A microprocessor according to an aspect of the present invention includes an arithmetic operation unit. The arithmetic operation unit includes: a plurality of arithmetic operation devices arranged in a multi-stage arrangement; a delay device provided to each stage of the arithmetic operation devices excluding a final stage, and configured to delay an arithmetic operation result of the arithmetic operation devices for one cycle; and a selector provided to each stage of the arithmetic operation devices excluding the final stage, and configured to select either the arithmetic operation result of the arithmetic operation devices or the arithmetic operation result delayed for one cycle in the delay device and output the selected result to the arithmetic operation device in a next stage. The microprocessor is configured to collectively process a plurality of arithmetic operations from the arithmetic operation unit by controlling a selecting condition in the selector.

Description

    CROSS-REFERENCE TO RELATED APPLICATIONS
  • This application claims the benefit of priority from prior Japanese Patent Application No. 2013-031095, filed on Feb. 20, 2013, the entire contents of which are incorporated herein by reference.
  • BACKGROUND
  • 1. Technical Field
  • The present invention relates to a microprocessor suitable for executing an extended instruction in pipeline processing.
  • 2. Related Art
  • A microprocessor in the related art has processed four arithmetic operations or a logical operation in one instruction. A recent microprocessor can collectively process a plurality of arithmetic operations in one instruction. This makes it possible to increase the processing amount which can be processed in one cycle and to decrease the total number of processing cycles. However, when an operation frequency makes it difficult to process one instruction in one cycle, that is, when processing time is not within the one cycle because of the configuration of an arithmetic operation circuit, an execution cycle of the processor is temporarily stalled and the processing is executed in a plurality of cycles, as shown in FIG. 11.
  • In FIG. 11, (A) shows an operation clock of a CPU, and as shown in (B), the case of executing one instruction in seven stages in total, that is, in seven cycles, will be given as an example. The seven stages are an instruction fetch stage IF, an instruction decode stage ID, instruction execution stages EX1 to EX3, a memory access stage MEM, and a register write back stage WB.
  • Among all the stages, the three cycles of the instruction execution stages EX1 to EX3, are the stages to execute the instruction. As shown in (C) to (E) of FIG. 11, an arithmetic operation is executed according to the values loaded in registers r1, r2, and r3, and the arithmetic operation result is stored in the register r3.
  • In the case of an electronic device used by changing the operation frequency of the processor, it is necessary to determine the number of execution cycles according to the maximum frequency, assuming the case of using the electronic device at the maximum frequency.
  • In FIG. 12, (A) shows a CPU clock having a much lower frequency than the operation clock shown in (A) of FIG. 11, and (B) of FIG. 12 shows the case of executing an arithmetic operation by pipeline processing in the CPU clock. Inversely proportional to the frequency, the time of one cycle t12 becomes longer than the time of one cycle t11 shown in (A) of FIG. 11. Therefore, in the arithmetic operation circuit, there is a case, for example, where the arithmetic operation processing which needs the time of three cycles in FIG. 11 can be executed in two cycles. However, even in this case, the processing is executed in three cycles because of the operation control of the CPU.

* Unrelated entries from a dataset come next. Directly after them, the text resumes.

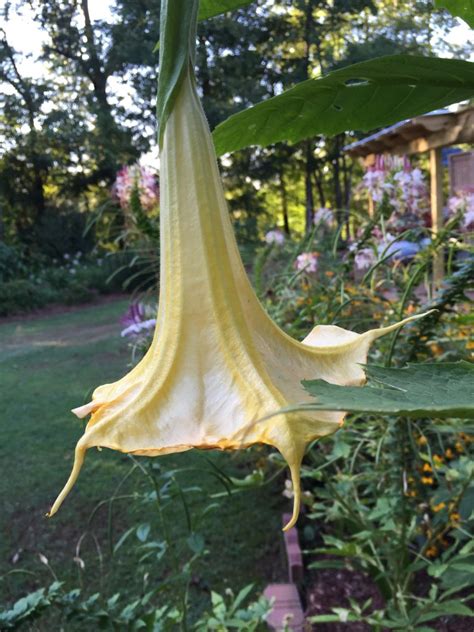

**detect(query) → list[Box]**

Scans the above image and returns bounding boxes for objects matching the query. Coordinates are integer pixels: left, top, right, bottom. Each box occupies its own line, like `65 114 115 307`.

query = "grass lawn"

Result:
0 300 283 630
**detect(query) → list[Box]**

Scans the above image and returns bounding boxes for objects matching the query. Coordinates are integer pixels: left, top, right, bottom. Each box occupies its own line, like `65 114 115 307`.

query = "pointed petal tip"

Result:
282 457 303 531
46 441 87 518
71 402 96 419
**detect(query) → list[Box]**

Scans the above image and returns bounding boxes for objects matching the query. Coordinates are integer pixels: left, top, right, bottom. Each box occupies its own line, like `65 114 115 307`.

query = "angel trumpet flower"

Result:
50 0 426 528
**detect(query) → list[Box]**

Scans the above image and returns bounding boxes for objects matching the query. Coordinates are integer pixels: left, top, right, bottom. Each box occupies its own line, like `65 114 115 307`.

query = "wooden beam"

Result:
430 148 444 288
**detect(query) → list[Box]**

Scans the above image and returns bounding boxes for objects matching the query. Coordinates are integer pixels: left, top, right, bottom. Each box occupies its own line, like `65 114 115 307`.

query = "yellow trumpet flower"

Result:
50 29 426 528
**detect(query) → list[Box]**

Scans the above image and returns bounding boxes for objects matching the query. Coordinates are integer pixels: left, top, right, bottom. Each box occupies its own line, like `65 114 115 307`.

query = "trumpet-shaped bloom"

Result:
51 70 426 528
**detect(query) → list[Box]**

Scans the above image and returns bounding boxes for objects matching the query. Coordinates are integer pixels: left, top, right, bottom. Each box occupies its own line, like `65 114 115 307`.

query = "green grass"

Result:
0 300 283 630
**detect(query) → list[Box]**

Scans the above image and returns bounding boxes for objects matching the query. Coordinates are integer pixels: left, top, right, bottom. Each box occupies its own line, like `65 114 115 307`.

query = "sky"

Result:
0 0 472 77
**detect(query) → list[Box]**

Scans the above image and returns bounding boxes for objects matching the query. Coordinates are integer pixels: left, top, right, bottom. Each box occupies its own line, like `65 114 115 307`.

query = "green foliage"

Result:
303 362 474 419
0 581 270 632
156 0 199 144
0 279 58 316
0 241 26 283
214 55 474 154
435 0 474 28
198 0 254 20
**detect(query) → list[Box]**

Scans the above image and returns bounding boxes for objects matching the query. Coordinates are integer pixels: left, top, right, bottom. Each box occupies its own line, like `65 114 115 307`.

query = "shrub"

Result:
0 241 26 281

  • Thus, when the processor operates at a low clock frequency, even if processing can be executed in fewer cycles, the processing has to be executed in as many cycles as the operation at a high clock frequency. As a result, the number of processing cycles is increased and the processing speed is decreased.

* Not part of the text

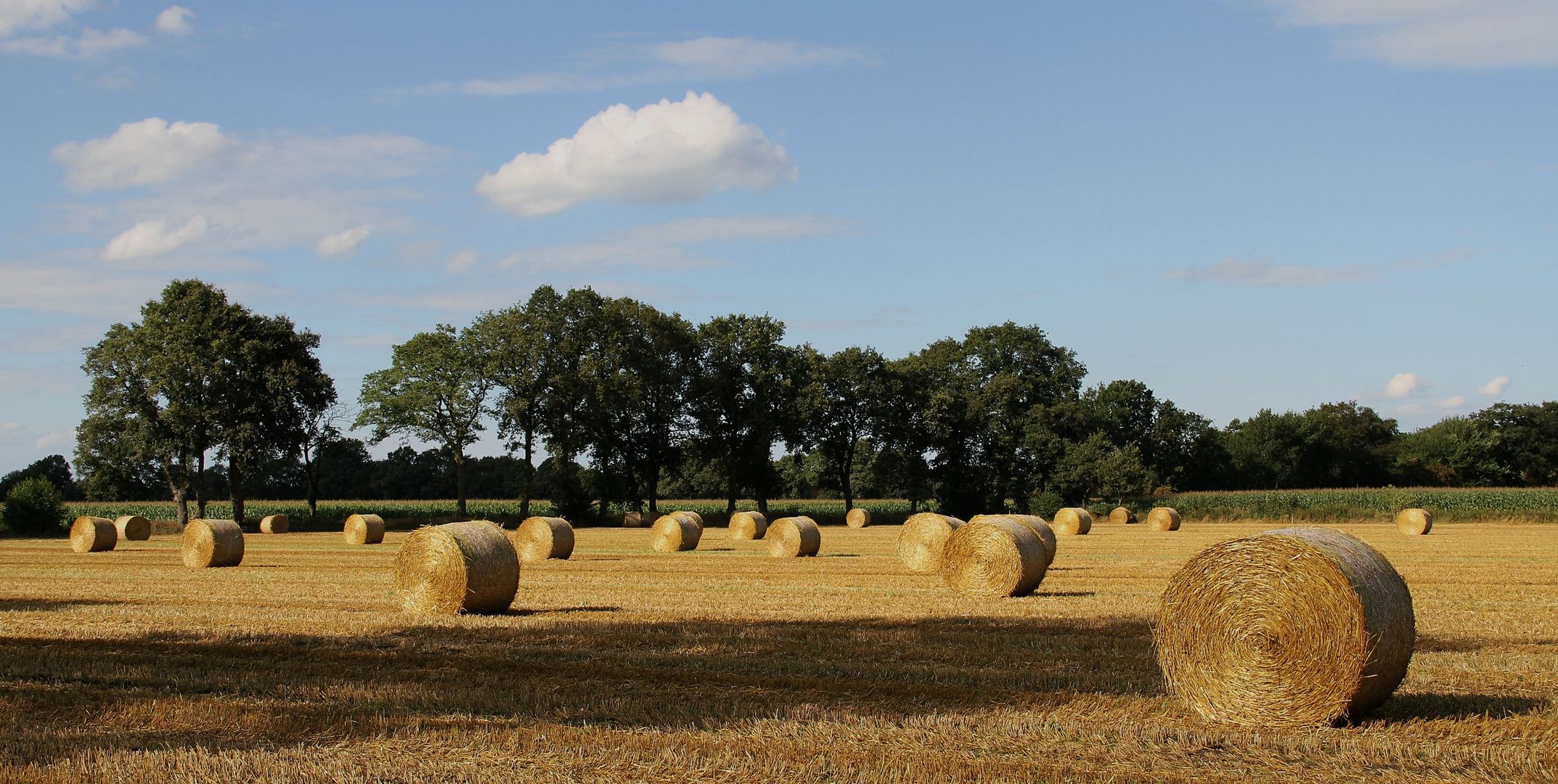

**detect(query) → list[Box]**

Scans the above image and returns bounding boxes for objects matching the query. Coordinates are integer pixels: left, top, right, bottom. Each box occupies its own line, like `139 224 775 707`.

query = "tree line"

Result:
45 280 1558 523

  • By the way, there is a technique proposed to provide a pipeline processor capable of improving reliability without increasing complexity, although the purpose thereof is not for solving the above problem (see, for example, JP 2007-034731 A).

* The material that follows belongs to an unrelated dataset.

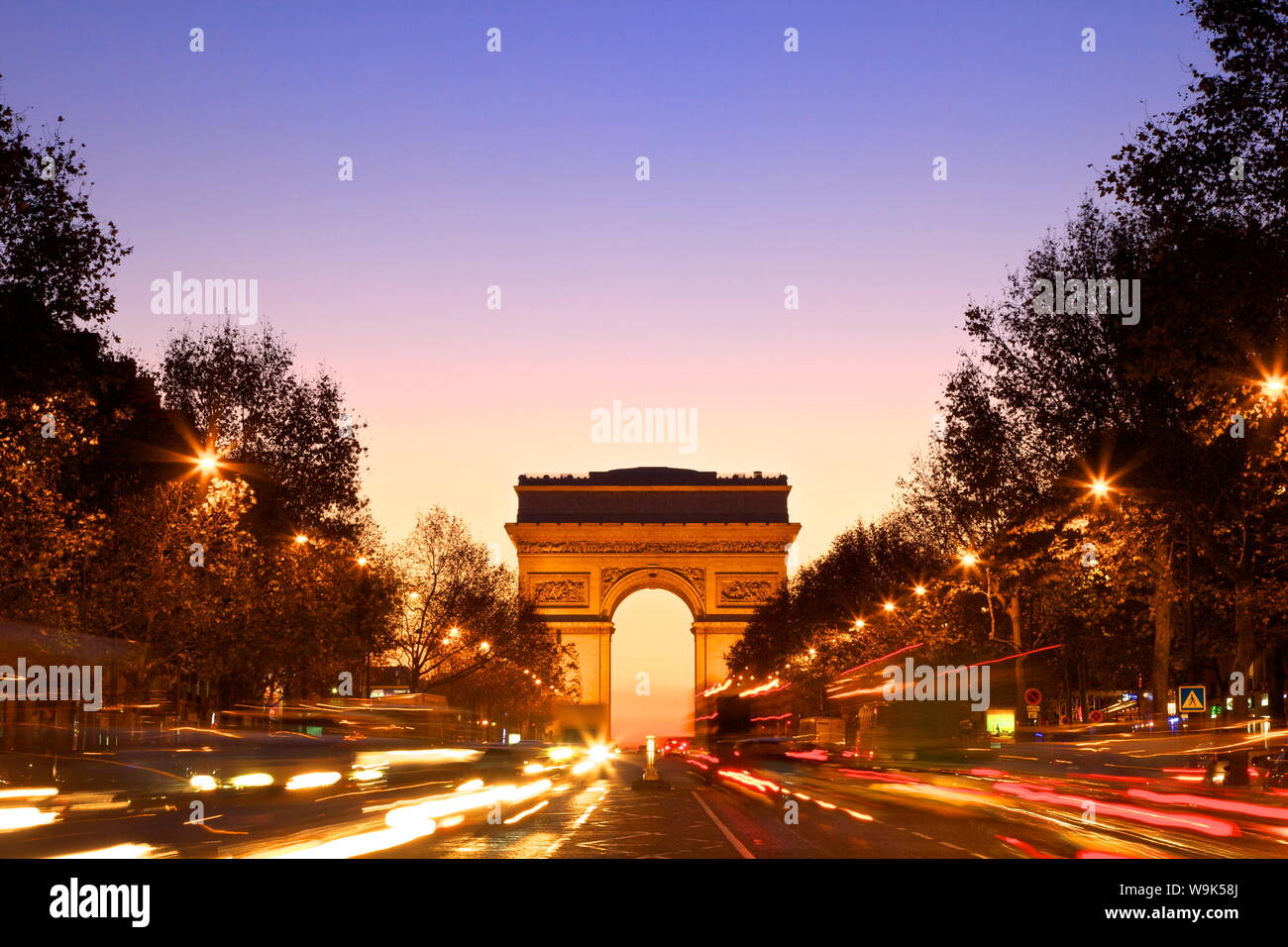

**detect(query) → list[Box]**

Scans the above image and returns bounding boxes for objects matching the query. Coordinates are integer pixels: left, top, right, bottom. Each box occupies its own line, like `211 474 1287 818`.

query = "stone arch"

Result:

  • This patent technique includes an instruction decoder unit, a core instruction execution unit, an extended instruction execution unit, and a re-order buffer. The instruction decoder unit selectively issues either a core instruction in which the number of instruction execution cycles is fixed or an extended instruction defined by a user. The core instruction execution unit executes the issued core instruction. The extended instruction execution unit executes the issued extended instruction. The re-order buffer temporarily stores the instruction execution results of each of the core instruction execution unit and the extended instruction execution unit, sorts the instruction execution results in the issuance order of the core instructions and the extended instructions, and outputs the sorted results.
  • SUMMARY
  • A microprocessor according to an aspect of the present invention includes an arithmetic operation unit. The arithmetic operation unit includes: a plurality of arithmetic operation devices arranged in a multi-stage arrangement; a delay device provided to each stage of the arithmetic operation devices excluding a final stage, and configured to delay an arithmetic operation result of the arithmetic operation devices for one cycle; and a selector provided to each stage of the arithmetic operation devices excluding the final stage, and configured to select either the arithmetic operation result of the arithmetic operation devices or the arithmetic operation result delayed for one cycle in the delay device and output the selected result to the arithmetic operation device in a next stage. The microprocessor is configured to collectively process a plurality of arithmetic operations from the arithmetic operation unit by controlling a selecting condition in the selector.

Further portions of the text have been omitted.